Government’s Policy U-turn May Harm Make in India Drive

Government’s Policy U-turn May Harm Make in India Drive

Surprise policy shifts, such as an apparent U-turn over a locomotive deal with General Electric, risk undermining Prime Minister Narendra Modi’s flagship Make in India initiative, which aims to create millions of jobs and boost growth, industry executives say.
GE won a $2.6 billion contract in 2015 to supply 1,000 diesel locomotives – the biggest direct investment in India by a U.S. firm and the first deal awarded to a foreign firm after India allowed 100 percent foreign investment in its railways – part of efforts to overhaul its creaking, colonial-era infrastructure.
But the railways ministry said last week it wouldn’t need diesel after all – hoping to save on fuel and maintenance costs – and suggested GE might want to make electric engines instead.
Electric engines are usually used for passenger trains, while diesel is used for freight. Around 25-30 percent of India’s locomotives are diesel-engined.
The policy shift could cost New Delhi in compensation – GE is already building a factory for the diesel locos – but executives and investors say it is also an important test for a government that needs foreign investment to create jobs and reboot growth ahead of a 2019 general election.
“The GE case is very important symbolically because they have been among the earliest and most committed investors,” said Amitabh Dubey, a political analyst at research firm Trusted Sources.
“People will be watching to see how this plays out, particularly because the railway contracts were initiatives that the government pushed consciously and worked very hard to get these people in. To then turn around two years later and change your strategy will bother a lot of people,” he said.
GE has already shipped its first diesel locomotive to India and is completing a factory in the state of Bihar. It has created around 1,000 jobs at the plant and a maintenance shed, and 5,000 jobs in the supplier network.
In a statement, the U.S. firm said the government’s change would put future foreign investment at risk.
“An alteration of this contract will have serious impact on job creation and skills development, and cause the government to incur substantial costs,” it said. “This will also undermine government’s signature ‘Make in India’ initiative.”

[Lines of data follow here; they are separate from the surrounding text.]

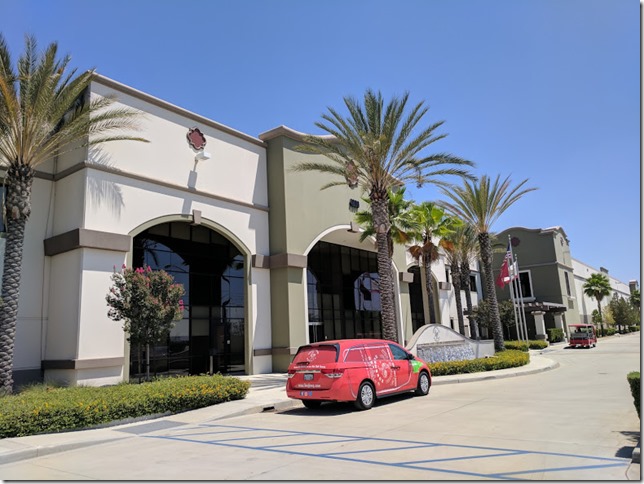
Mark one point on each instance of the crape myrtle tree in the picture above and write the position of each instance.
(149, 302)
(480, 203)
(377, 147)
(45, 111)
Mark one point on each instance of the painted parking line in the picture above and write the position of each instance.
(455, 459)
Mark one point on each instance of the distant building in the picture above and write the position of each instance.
(551, 280)
(587, 304)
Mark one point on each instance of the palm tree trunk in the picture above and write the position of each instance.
(429, 289)
(456, 281)
(465, 281)
(18, 207)
(380, 212)
(486, 259)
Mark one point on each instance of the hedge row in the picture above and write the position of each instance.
(634, 382)
(47, 409)
(538, 344)
(503, 359)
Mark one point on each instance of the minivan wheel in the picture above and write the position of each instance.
(423, 384)
(312, 403)
(366, 396)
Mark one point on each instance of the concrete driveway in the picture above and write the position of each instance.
(576, 422)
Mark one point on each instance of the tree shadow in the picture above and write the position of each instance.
(101, 190)
(331, 409)
(626, 451)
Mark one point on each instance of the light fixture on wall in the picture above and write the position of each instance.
(202, 155)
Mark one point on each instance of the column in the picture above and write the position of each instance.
(539, 324)
(559, 324)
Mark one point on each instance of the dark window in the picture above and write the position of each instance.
(567, 283)
(526, 288)
(397, 352)
(211, 269)
(3, 227)
(343, 293)
(416, 299)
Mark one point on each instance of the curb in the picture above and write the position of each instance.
(635, 458)
(465, 379)
(42, 451)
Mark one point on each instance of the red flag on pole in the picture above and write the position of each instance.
(504, 275)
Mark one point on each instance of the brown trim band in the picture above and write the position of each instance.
(406, 277)
(275, 351)
(111, 83)
(279, 261)
(105, 169)
(83, 238)
(86, 364)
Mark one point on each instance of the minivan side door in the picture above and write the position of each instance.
(401, 367)
(379, 363)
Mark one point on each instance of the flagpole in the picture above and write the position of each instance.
(514, 307)
(517, 322)
(519, 296)
(521, 304)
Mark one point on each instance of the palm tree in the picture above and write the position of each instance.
(480, 203)
(45, 110)
(433, 223)
(378, 147)
(401, 223)
(468, 250)
(451, 253)
(460, 248)
(597, 286)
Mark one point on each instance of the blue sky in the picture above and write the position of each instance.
(547, 90)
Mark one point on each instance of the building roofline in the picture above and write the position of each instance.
(548, 230)
(290, 133)
(111, 83)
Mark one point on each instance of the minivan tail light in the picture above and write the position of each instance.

Foreign direct investment (FDI) into India topped $60 billion in fiscal 2016-17, almost double the levels before Modi came to power in 2014.
But after increasing by more than 20 percent in the first two years of the Modi government, FDI growth was less than half that rate in the latest financial year, hit by tax changes and a shock move to withdraw most of India’s banknotes overnight.
Yashwant Sinha, a veteran leader of Modi’s Bharatiya Janata Party (BJP) and a former finance minister, said poorly executed policy shifts had stalled growth. “Economies are destroyed more easily than they are built,” he wrote in a newspaper column on Wednesday.
India’s economy, Asia’s third-largest, grew at a 3-year low of 5.7 percent in April-June.


In another example of shifting goalposts, India this month blindsided the auto industry by almost doubling the maximum levy on luxury cars and sport-utility vehicles (SUVs) – just weeks after first setting the rate as part of a major tax change.
Rahil Ansari, head of Audi India, said sudden shifts affect companies’ ability to plan ahead, and could force changes.
“This is bound to adversely impact sales, by possibly a double-digit reduction, and will reduce revenues for the company, dealers and perhaps also tax revenue for the government,” he said.
Rival Mercedes-Benz also said the luxury car industry has been at the receiving end of arbitrary policies, and a hike in levies would affect its future expansion plans under the ‘Make in India’ initiative.